The $1.5 billion plan calls for an elevated train line connecting the airport with the No. 7 subway and Long Island Rail Road stations in Queens at Willets Point, location of Citi Field, home of the New York Mets.

Officials said the new 1.5-mile (2.4-kilometer) line will get travelers to the airport in 30 minutes from either Penn Station or Grand Central Terminal in Manhattan. LaGuardia, the region's only airport without direct rail access, is undergoing a multibillion-dollar redevelopment of its aging terminals.

The train-to-the-airport measure, passed by the Legislature as it wrapped up its 2018 session last week, lays out a corridor where the rail line could be constructed while allowing for multiple potential alternatives to be considered as part of the environmental review process. That process, required under state law, will begin this year and be completed in 2019, officials said.

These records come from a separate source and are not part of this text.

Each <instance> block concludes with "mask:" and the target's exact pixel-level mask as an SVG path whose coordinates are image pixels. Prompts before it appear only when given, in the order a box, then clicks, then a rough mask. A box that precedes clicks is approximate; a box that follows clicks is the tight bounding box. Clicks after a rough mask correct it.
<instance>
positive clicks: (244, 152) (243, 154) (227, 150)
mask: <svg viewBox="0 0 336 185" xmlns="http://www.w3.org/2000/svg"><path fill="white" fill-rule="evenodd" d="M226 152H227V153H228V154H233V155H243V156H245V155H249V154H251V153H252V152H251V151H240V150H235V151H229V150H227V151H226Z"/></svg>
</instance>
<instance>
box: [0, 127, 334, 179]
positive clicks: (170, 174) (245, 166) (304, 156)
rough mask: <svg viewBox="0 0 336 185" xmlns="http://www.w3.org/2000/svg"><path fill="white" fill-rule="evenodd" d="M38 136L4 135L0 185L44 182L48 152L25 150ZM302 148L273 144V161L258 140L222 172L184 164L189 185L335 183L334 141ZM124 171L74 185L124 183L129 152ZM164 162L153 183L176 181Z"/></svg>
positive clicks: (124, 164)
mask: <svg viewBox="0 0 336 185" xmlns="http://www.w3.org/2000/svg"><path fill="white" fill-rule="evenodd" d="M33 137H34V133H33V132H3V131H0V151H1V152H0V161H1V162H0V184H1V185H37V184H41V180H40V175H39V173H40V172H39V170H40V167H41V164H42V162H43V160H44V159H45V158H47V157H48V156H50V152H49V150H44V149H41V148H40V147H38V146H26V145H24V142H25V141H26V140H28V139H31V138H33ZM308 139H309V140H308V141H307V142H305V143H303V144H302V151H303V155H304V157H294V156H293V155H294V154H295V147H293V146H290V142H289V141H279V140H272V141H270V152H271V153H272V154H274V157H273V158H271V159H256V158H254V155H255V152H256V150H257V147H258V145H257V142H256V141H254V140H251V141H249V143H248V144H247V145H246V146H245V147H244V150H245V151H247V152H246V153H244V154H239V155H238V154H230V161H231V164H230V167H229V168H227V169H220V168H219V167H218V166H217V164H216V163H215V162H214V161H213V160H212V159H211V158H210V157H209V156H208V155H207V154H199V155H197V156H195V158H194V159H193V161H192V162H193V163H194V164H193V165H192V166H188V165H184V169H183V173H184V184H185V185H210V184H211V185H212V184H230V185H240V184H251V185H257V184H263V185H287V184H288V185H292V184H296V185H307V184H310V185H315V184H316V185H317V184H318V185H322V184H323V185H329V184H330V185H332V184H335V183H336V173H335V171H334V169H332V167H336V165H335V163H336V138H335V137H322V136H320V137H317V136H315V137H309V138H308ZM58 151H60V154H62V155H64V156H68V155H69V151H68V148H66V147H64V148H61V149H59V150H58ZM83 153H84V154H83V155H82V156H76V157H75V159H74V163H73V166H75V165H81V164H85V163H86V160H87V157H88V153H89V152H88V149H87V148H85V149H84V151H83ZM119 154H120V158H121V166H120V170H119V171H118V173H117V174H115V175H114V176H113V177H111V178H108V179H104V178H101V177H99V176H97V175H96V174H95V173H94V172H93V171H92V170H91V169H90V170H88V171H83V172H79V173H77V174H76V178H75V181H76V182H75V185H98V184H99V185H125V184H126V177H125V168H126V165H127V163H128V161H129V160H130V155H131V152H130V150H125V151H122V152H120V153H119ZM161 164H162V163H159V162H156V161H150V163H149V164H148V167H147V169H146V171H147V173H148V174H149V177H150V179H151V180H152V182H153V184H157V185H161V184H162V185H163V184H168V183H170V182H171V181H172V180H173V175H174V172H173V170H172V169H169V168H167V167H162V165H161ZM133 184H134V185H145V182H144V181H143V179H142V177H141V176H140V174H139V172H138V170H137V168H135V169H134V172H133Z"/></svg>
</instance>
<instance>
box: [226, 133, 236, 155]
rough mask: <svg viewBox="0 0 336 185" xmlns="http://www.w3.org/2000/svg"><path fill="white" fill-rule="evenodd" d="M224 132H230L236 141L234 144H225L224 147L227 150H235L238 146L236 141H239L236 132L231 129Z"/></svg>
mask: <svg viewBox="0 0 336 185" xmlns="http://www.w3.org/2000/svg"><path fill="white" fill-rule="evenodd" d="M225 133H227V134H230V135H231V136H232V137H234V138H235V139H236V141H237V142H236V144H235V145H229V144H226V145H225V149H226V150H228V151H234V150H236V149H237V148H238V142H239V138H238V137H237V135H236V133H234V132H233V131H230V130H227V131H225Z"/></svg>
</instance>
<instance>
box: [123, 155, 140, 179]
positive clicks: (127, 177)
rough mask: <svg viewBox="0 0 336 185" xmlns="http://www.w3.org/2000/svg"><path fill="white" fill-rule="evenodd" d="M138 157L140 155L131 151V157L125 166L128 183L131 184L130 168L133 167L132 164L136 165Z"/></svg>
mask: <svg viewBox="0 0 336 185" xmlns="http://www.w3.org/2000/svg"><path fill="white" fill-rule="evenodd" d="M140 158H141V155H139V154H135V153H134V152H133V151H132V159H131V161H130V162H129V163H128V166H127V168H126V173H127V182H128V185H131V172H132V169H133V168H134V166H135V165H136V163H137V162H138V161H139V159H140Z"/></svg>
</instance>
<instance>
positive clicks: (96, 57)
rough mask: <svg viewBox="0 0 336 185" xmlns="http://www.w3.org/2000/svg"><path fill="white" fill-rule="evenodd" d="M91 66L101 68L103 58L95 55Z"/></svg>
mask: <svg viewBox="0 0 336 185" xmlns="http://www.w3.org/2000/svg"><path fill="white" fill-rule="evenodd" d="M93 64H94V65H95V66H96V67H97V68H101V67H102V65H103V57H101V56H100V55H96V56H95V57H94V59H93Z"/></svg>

Construction is expected to begin in 2020, with the project's completion set for 2022, officials said.

Officials with the Port Authority of New York and New Jersey, the airport's operator, said the AirTrain will have two stops at LaGuardia, one at the Delta terminal and the other at the main terminal. Both are still under construction as part of the state's $8 billion rebuilding of an airport once compared by then-Vice President Joe Biden to a Third World facility.

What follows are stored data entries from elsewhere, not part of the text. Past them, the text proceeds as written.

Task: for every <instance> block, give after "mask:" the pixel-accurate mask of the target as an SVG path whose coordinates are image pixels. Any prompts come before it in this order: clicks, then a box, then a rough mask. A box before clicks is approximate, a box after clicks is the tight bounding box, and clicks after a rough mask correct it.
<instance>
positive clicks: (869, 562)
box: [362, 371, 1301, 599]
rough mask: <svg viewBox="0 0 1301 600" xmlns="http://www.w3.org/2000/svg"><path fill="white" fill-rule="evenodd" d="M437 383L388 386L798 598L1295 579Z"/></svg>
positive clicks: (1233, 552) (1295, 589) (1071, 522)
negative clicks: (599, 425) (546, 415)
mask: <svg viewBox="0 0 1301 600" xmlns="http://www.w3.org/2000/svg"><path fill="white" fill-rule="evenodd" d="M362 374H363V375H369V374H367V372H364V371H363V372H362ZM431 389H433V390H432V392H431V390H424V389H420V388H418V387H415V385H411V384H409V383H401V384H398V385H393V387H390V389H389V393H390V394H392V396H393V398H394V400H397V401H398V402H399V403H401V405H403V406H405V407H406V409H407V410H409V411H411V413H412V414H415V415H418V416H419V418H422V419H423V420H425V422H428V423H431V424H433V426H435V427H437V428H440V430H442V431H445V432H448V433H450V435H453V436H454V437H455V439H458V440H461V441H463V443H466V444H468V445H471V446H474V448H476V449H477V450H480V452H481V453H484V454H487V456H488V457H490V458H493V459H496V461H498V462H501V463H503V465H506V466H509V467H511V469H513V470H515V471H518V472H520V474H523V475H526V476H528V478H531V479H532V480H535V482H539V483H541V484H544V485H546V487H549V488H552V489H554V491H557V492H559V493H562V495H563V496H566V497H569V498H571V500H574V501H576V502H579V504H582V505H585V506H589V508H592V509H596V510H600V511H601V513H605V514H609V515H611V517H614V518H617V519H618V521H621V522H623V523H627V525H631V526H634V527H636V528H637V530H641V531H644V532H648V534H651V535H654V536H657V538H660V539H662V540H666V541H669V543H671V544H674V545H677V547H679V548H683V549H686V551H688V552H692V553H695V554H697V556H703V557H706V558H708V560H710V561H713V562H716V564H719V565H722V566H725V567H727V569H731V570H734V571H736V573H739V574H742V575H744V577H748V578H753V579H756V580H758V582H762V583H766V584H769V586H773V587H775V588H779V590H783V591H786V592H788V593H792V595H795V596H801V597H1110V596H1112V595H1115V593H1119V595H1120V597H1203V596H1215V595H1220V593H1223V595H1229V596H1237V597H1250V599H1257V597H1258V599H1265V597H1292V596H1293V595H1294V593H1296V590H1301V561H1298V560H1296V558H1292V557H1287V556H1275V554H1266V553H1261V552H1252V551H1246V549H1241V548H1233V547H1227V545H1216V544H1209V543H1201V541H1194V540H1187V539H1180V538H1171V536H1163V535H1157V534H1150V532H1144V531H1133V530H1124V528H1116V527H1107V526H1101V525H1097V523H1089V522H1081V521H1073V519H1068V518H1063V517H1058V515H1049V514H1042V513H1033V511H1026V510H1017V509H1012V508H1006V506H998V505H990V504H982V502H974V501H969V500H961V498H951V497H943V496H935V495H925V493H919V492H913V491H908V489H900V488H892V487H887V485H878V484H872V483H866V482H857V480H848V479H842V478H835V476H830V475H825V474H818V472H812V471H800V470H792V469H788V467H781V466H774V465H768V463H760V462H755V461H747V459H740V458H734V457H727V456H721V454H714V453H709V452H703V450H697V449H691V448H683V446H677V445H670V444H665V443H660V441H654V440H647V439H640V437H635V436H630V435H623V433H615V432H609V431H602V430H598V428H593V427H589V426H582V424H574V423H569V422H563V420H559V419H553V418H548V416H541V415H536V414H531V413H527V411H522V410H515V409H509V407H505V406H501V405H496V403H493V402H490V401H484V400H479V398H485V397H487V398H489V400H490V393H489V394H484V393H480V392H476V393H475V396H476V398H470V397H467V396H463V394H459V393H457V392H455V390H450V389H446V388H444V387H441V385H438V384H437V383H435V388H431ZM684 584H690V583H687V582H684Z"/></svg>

Notorious for traffic jams that clog roads leading to the terminals, LaGuardia has needed direct train access for years, officials said.

"For too long, LaGuardia Airport has had the dubious distinction of being the only major East Coast airport without a rail link, and that is unacceptable," said Port Authority Executive Director Rick Cotton.

The legislation authorizes the state Department of Transportation to acquire publicly-owned land within the construction corridor once it's established. State officials said no private property would be impacted.